"Portions for Foxes" is a series of weekly posts, each about one song by a woman or a band led by a woman. See the introduction for more.
Doing a little research for this post, I found out there's a whole history I wasn't aware of - previous band and parallel bands and reunions and all that jazz. It's not a surprise - people have careers and lives, which started before you paid attention and continued after you get distracted by something else - but the details are always more specific and interesting than you expect.
I knew Orenda Fink from one solo record in the mid-Aughts. I'm a big fan of this one song in particular, and still listen to it. But her career is much bigger than that, with several other band names I probably should take the time to investigate, one of these days.
But today, I'm here to talk about High Ground, a swirling, tense song driven by what I think is a mandolin - the second-creepiest mandolin song I know, after Okkervil River's Westfall - and powered by Fink's bright, clear, quiet voice.
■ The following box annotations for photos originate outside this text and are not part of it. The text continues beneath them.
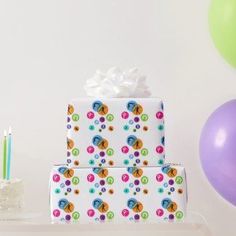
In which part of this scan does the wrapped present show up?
[50,164,187,223]
[67,98,165,167]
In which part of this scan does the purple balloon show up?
[200,100,236,206]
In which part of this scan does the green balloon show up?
[209,0,236,67]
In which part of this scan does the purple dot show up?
[100,152,105,157]
[134,151,139,157]
[99,117,105,122]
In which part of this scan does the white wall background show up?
[0,0,236,235]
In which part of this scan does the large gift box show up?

Cause when the water rises
They start to look for high ground
Just like me when you come around
I'm pretty sure this is yet another bad-relationship song. The singer is trying to stay away from the man she's singing to - but she also seems to be singing to a storm, something natural and overwhelming. Or maybe she just sees that man like a tsunami or flood or nor'easter: destructive and violent, destroying all before it.
Don’t come search for me
I beg of you both
There is a "both." So I like to think there's both a storm coming and this man, at the same time, and the singer is pleading with both of them to stay away. The song is in that moment before the storm hits, before the man finds her, when there's still room for words, for pleading. Still time to look for high ground to weather the storm.